Former minority leader of the Maryland House of Delegates, two-time unsuccessful Republican candidate for governor, former U.S. Representative to the United Nations Commission on the Status of Women, and now Assistant Secretary of State for Population, Refugees, and Migration.

Sauerbrey was on CBS News’ “60 Minutes” last Sunday, explaining why the United States government has admitted so few Iraqis to America, even though the Iraqis are translators who assisted the U.S. military, and whose lives — and those of their families — have been threatened by insurgents who accuse them of “collaborating” with the enemy.

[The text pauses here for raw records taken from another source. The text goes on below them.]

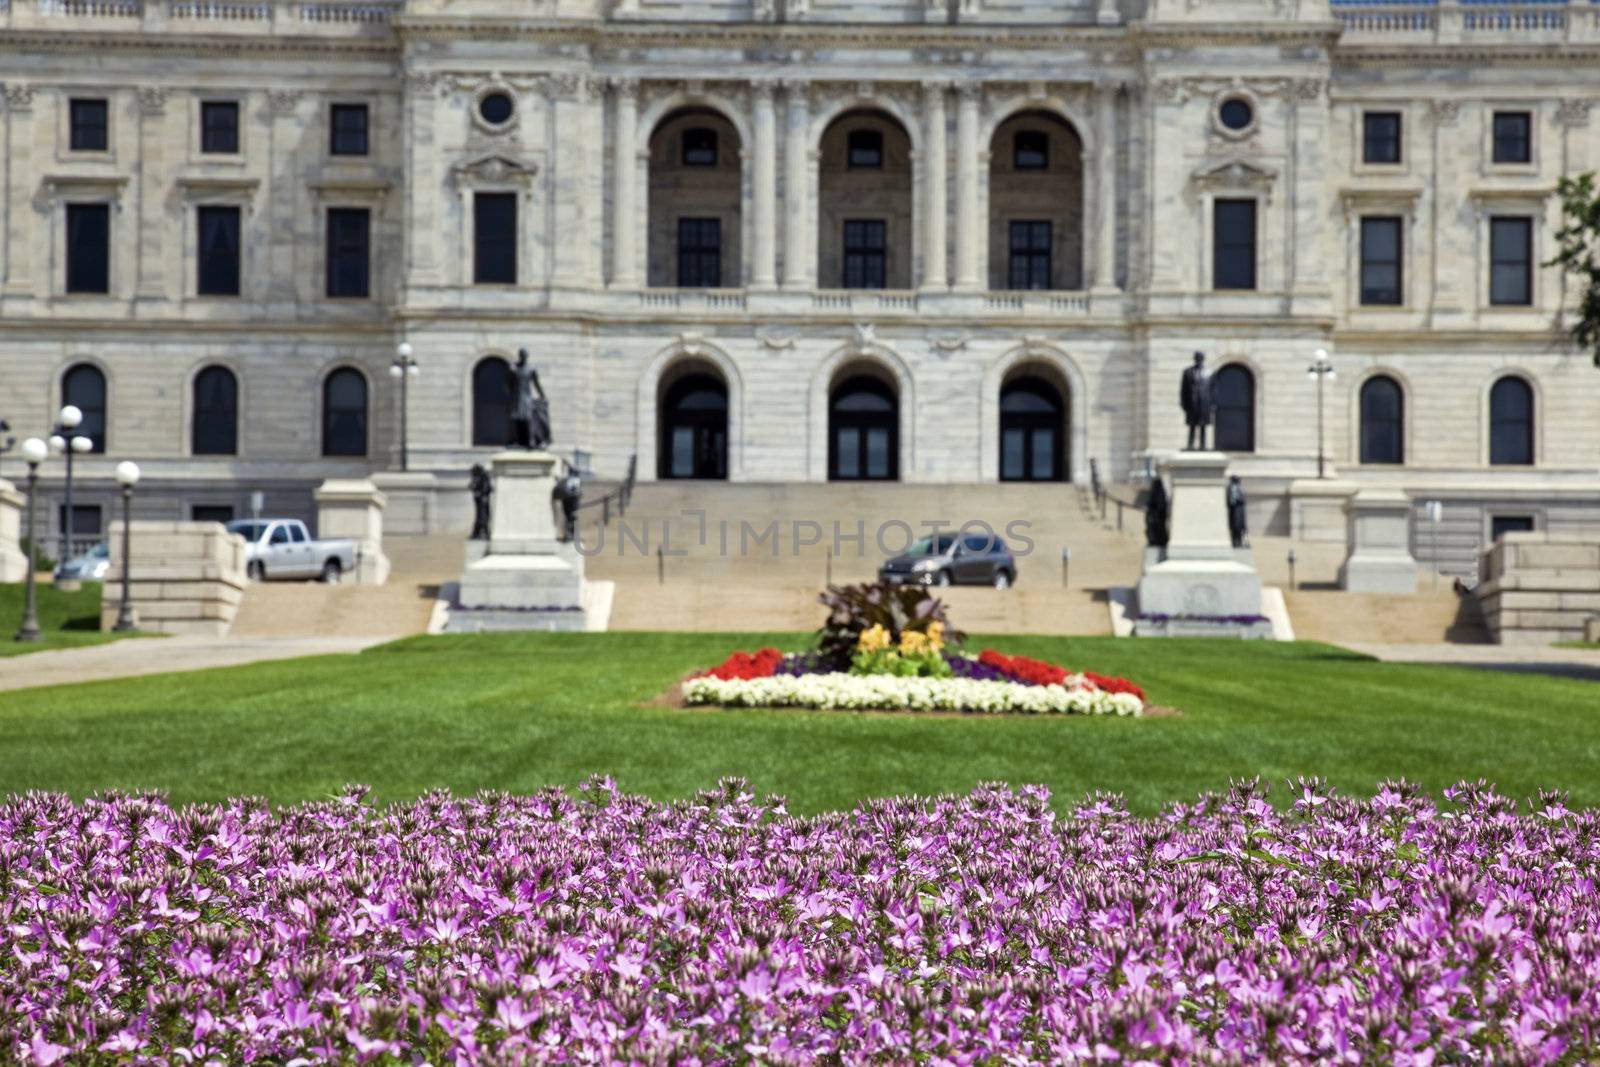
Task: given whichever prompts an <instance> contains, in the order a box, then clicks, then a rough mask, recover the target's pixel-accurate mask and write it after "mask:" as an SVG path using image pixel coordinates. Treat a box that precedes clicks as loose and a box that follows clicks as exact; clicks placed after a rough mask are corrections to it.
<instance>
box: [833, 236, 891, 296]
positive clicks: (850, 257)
mask: <svg viewBox="0 0 1600 1067" xmlns="http://www.w3.org/2000/svg"><path fill="white" fill-rule="evenodd" d="M853 234H854V240H851V235H853ZM872 234H877V242H872V240H869V235H872ZM888 280H890V224H888V219H845V221H843V234H842V235H840V280H838V282H840V288H845V290H885V288H888Z"/></svg>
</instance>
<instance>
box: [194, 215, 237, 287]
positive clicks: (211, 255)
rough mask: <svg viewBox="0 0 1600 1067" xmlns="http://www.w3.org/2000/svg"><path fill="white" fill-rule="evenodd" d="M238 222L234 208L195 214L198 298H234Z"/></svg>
mask: <svg viewBox="0 0 1600 1067" xmlns="http://www.w3.org/2000/svg"><path fill="white" fill-rule="evenodd" d="M238 218H240V211H238V208H234V206H205V208H198V211H197V224H198V237H200V283H198V286H197V291H198V293H200V296H238Z"/></svg>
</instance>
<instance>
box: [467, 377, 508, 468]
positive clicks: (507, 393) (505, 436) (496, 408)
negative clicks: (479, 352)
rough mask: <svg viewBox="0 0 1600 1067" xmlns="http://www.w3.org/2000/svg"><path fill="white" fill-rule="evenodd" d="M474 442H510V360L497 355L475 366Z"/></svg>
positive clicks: (472, 406)
mask: <svg viewBox="0 0 1600 1067" xmlns="http://www.w3.org/2000/svg"><path fill="white" fill-rule="evenodd" d="M472 443H474V445H494V446H506V445H509V443H510V363H507V362H506V360H502V358H501V357H498V355H488V357H483V358H482V360H478V365H477V366H474V368H472Z"/></svg>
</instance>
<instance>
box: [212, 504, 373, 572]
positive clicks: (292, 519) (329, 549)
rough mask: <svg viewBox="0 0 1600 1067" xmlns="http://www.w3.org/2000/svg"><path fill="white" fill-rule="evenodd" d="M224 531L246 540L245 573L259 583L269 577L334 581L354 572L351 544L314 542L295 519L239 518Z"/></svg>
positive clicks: (353, 557)
mask: <svg viewBox="0 0 1600 1067" xmlns="http://www.w3.org/2000/svg"><path fill="white" fill-rule="evenodd" d="M227 531H229V533H237V534H238V536H240V537H243V539H245V571H246V573H248V574H250V576H251V577H253V579H256V581H258V582H264V581H267V579H269V577H320V579H322V581H325V582H336V581H339V577H341V576H342V574H344V573H346V571H354V569H355V542H354V541H349V539H344V541H314V539H312V536H310V534H309V533H307V531H306V523H302V522H301V520H298V518H238V520H235V522H230V523H229V525H227Z"/></svg>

According to “60 Minutes” correspondent Scott Pelley, there are about 100,000 Iraqis who have worked for America. Add their families and the number climbs to perhaps half a million people at risk. And how many have been admitted so far? “About 100,” Pelley said.

Although the State Department has said it would consider 7,000 applications, and admit some 2,000 to 3,000 people this year, there has been very little progress, according to Pelley.

Sauerbrey, who is in charge of the State Department’s refugee program, said the problem is the “very thorough security checks” that the U.S. put in place after Sept. 11, 2001. “ … It takes a lot of time to work people through the security process,” she said.

But the translators have already been vetted by the U.S. armed forces. They’ve worked with Americans in very sensitive positions, and they were trusted. Now they feel “left behind.”

“60 Minutes” also reported that. according to Julia Taft, a former assistant secretary of state who headed the program that saw the admittance of Vietnamese refugees into this country after the U.S. withdrew from Vietnam, there were 131,000 people admitted to the United States over an eight-month period in 1975.

“President [Gerald R.] Ford said, ‘Let them come. Let’s help them. This is what we must do for them. They deserve it,’” Taft recalled. And communities all over the United States accepted the refugees.

“It was a huge enterprise. But it never would have worked had there not been the sustained commitment on the part of the administration working with Congress to make it happen,” Taft said.

Where is the determination on the part of the Bush administration and Congress to help people who have helped us?

Asked if she’s not seeing the kind of political will and leadership in this case that she dealt with in 1975, Taft, a lifelong Republican, replied, “I’m afraid that’s the case.”